Core? Blimey, government provides it already!

What is government for if not for happiness? There are endless ministries already. Health, education, housing, employment, transport... you name it. What is the point of these if they are not to make people happy? And since they don’t always seem to, why not create a new department to see that they do?

Call it the Department of Happiness. And be realistic. No government can promise ecstasy for everyone, but maybe it could guarantee safety-net happiness. Maybe government could provide Core Happiness Services.

Is it so ridiculous? Government could, after all, draw up a protocol. Government could stipulate that Core Happiness Services will be defined by senior happiness experts, happiness economists and the lay public - following extensive analysis and wide consultation.

Government might expect the process to take a year or so, and at the end of it to have an agreed core of essential services to meet our most important happiness needs. Who knows what the core will look like? Perhaps the consensus will be to significantly increase state subsidies for stand-up comedians, to reduce penalties on alcohol and recreational drugs, to ensure a better balance of good news and bad news on TV, to allow top sportspeople from other nations instantly to become UK citizens, and so on.

Perhaps this sort of thing would definitely be funded. Beyond the core it would be up to individuals to pay for their own happiness, but at least basic services would be guaranteed.

Of course, there would be detractors who would ask irritating questions. What level of happiness is cost-effective? Different things make different people happy - how can the exclusion of state-funded lawn-mowing services (for gardening haters) be justified when interior decorating services are included in the core? Where is the objective touchstone? Where is the denominator to help us decide which service is in and which is out?

There isn’t one, of course. Happiness is a broad, complex and at least partly subjective idea. But that shouldn’t trouble a strong government. Government needs only to talk up the idea and there they will be: Core Happiness Services.

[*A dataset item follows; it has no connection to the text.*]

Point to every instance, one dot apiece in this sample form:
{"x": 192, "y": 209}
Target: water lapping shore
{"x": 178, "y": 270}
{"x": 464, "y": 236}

You don’t think so? Well, think about what’s just happened in New Zealand. The government there has, over the last 4 years, spent millions of dollars on a very well paid steering committee, expensively produced and widely distributed documents, numerous public and professional “consensus” meetings, and a multitude of costly cost-effectiveness analyses. And at last they’ve got the answer. The government has discovered the Core.

In their third annual report the Core Happiness Services Committee (sorry, that should read Core Health Services Committee) have delivered a stunning conclusion. After years of hard slog they have decided that a core cannot simply be defined by writing a list of ins and outs. Instead, the committee found that: “...the core is, and will evolve from, the range of disability support and health services that are funded for the 1993/94 year.”

Isn’t that brilliant? New Zealand had core services all along but just didn’t know it. What’s more, say the unthinkable happens and there are funding cuts - it just won’t be a problem. Whatever the size of the existing core services - however tiny - the core will still be there as a safety net.

Still not convinced? Think exactly the same conceptual problems arise in defining a core of health services as with drawing a line around basic happiness services? Still think that the responsibility of government is to set a moral climate in which the state and its citizens expect that the sickest and most unhappy people will be supported as a matter of duty? Still think that reason matters? Where have you been?

To paraphrase Humpty: policies mean what governments say they mean. Government says there will be a core and lo! that’s what there is. Wise up, won’t you?